Replicate production load on a different environment

Replicate production load on a different environment - performance

Is there any tool by which I can record all the requests/traffic which currently hits my production website and then replay this load on a different environment to check the perf of new environment?
Basically, I want to be able to test the performance of my application on aws cloud and what configuration is required to handle the current load on production if it is migrated to aws.

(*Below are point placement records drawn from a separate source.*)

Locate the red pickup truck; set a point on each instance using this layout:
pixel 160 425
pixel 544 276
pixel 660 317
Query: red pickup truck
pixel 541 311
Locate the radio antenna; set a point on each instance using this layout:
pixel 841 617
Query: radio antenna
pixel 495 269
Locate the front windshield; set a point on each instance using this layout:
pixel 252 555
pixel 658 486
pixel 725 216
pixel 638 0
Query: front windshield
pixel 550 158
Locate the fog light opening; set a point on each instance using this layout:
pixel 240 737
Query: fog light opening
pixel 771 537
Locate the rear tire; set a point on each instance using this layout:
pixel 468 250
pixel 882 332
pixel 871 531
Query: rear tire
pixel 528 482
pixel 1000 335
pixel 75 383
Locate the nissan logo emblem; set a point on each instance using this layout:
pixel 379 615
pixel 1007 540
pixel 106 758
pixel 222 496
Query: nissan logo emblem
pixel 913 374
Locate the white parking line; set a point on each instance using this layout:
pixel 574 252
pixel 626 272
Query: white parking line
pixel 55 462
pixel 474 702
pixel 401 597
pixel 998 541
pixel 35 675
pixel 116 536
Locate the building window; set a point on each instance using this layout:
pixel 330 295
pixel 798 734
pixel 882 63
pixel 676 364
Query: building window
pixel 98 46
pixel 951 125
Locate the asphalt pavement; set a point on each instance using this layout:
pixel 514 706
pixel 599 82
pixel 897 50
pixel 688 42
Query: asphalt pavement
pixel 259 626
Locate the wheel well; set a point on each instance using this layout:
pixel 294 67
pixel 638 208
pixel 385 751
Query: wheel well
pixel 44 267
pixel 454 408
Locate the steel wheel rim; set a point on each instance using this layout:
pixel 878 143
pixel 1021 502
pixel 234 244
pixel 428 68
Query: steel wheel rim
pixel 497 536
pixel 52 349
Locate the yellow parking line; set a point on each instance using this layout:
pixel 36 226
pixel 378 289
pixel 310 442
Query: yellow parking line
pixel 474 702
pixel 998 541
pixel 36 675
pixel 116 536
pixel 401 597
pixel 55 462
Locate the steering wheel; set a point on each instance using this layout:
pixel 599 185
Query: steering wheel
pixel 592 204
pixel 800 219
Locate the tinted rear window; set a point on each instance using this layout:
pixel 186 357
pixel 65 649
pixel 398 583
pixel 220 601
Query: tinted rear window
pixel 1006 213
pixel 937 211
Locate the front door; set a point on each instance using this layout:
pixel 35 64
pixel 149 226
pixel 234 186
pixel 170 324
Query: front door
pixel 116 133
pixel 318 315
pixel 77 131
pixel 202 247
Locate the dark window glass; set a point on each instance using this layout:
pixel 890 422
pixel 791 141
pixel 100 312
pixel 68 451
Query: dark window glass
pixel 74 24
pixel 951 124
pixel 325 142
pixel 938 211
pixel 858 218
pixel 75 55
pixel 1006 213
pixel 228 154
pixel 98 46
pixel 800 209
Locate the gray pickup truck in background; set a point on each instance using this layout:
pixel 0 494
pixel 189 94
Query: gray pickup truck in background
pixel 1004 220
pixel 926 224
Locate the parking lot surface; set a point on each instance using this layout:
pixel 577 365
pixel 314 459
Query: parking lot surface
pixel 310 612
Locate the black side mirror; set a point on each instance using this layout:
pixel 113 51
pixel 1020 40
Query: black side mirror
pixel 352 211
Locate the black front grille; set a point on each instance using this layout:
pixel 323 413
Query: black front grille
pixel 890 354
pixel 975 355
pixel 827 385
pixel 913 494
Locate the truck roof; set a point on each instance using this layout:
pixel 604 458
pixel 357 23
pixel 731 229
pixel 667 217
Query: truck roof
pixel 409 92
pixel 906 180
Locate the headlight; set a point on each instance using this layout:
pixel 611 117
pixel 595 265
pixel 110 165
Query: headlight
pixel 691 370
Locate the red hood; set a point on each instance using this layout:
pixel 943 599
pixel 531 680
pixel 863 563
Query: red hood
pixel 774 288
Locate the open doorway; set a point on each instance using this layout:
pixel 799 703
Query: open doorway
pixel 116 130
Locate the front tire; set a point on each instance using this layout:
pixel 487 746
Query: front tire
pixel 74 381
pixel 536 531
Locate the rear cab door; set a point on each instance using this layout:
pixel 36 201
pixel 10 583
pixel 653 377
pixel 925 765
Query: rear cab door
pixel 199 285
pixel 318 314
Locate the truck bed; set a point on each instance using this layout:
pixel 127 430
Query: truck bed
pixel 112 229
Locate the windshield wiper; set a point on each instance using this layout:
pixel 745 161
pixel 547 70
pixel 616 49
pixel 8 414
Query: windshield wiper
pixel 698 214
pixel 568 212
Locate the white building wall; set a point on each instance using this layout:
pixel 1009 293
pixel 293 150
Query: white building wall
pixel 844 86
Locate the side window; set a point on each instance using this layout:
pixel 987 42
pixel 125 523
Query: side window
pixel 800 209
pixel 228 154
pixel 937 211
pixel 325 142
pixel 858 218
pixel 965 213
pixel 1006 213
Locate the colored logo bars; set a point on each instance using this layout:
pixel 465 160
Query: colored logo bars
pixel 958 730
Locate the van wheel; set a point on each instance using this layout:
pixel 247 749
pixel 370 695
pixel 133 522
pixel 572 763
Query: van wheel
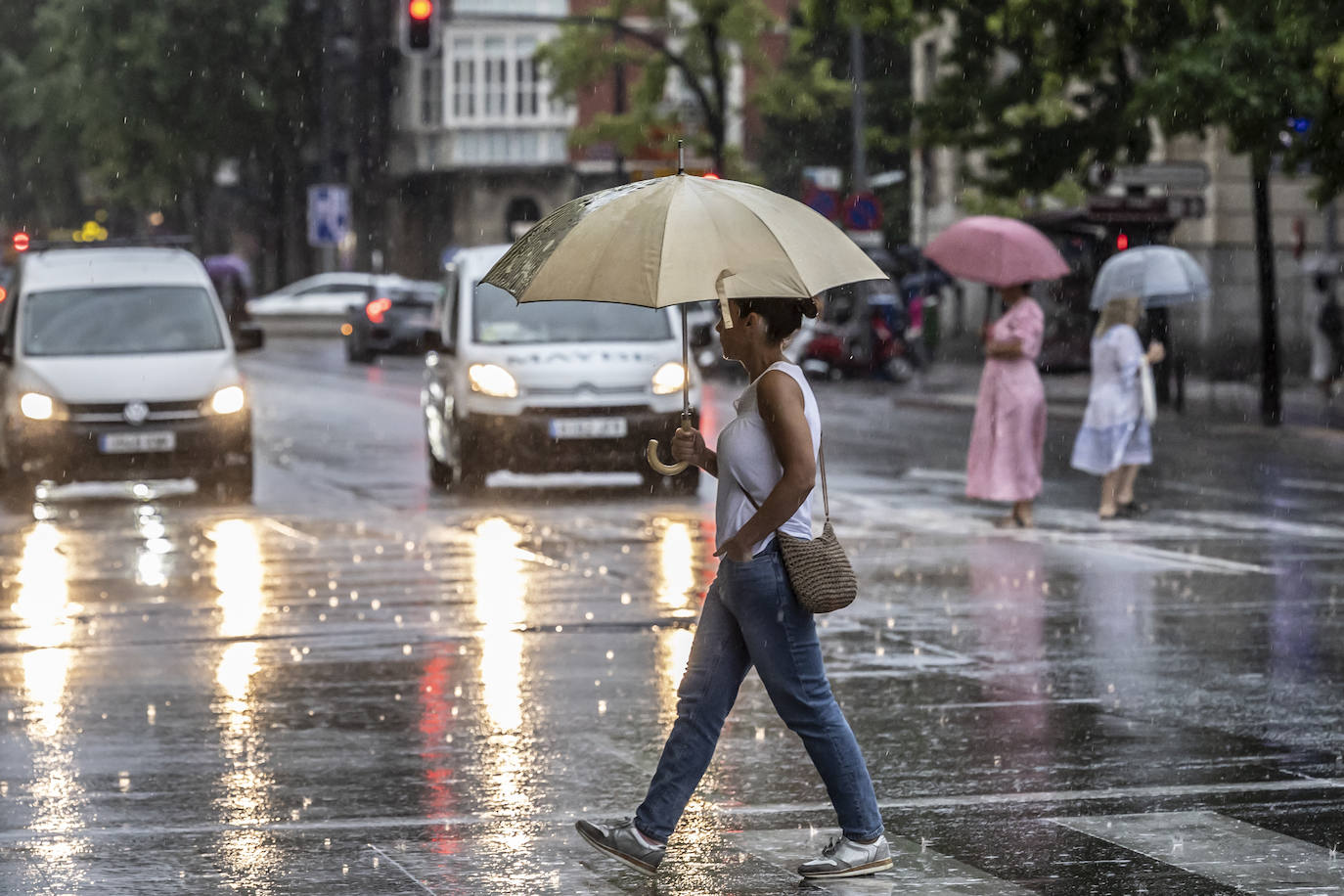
pixel 439 473
pixel 358 353
pixel 471 475
pixel 232 485
pixel 17 493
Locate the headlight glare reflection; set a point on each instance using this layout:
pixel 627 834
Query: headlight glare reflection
pixel 36 406
pixel 227 400
pixel 492 379
pixel 669 379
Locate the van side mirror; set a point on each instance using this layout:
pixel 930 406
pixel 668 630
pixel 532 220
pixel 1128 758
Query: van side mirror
pixel 248 337
pixel 433 341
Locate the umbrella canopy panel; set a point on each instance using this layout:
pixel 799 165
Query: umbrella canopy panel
pixel 680 240
pixel 1161 276
pixel 1000 251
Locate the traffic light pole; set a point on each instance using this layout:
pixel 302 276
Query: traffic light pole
pixel 327 254
pixel 1272 409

You could use JMeter's Access Log Sampler (see also Access log replay for load testing? Jmeter Pitfalls and Competitors).
This would allow you to take the logs from your production server, and replay the traffic against your new server. Not sure about it replicating the exact load profile - real traffic tends to be spread over the day, with peaks and troughs in visits depending on your time zone and your users; it also doesn't deal with POST requests.
In fact, for any web app that isn't about retrieving web pages, replayineg historical traffic is likely to be problematic. If users have to log in, for instance, you need to know their passwords; if they browse a product catalogue in an ecommerce site, you need to have the right data to reflect the catalogue as it was when you recorded the log file.
Far more useful, in my view, is to build a performance model based on your current traffic, and understand the peak number of page requests / second you need to be able to support for each (type of) page.
For instance, if you know that today, you have 10K visitors/hour, and you know the most common user journeys, you can build a performance model that equates those 10K users into "login page requests per second", "product home page requests / second", "payment page requests/ second"; you can then use a tool like JMeter to model those journeys, and ramp up the load till you exceed your targets.

Related

Measure average web app response time from the client side during a long period of time

My company has over a hundred users of a specific CRM web application, which is provided as a service by another company to us.
The users of this application are very dissatisfied with its average response time, and I need to find a way to gather metrics during a certain period of time (let's say .. a week) to prove the service provider that they are really providing a bad service.
If the application were mine, I would get the metrics from New Relic or some other equivalent monitoring service, but since it is not, I'm looking for something that could do some sort of client side monitoring.
I already checked Page Speed from Google and YSlow from Yahoo, but both are only useful when you want to test the application during a few seconds. They are not meant for the long term monitoring I need.
Would anybody know a way to get this kind of monitoring from a client side perspective?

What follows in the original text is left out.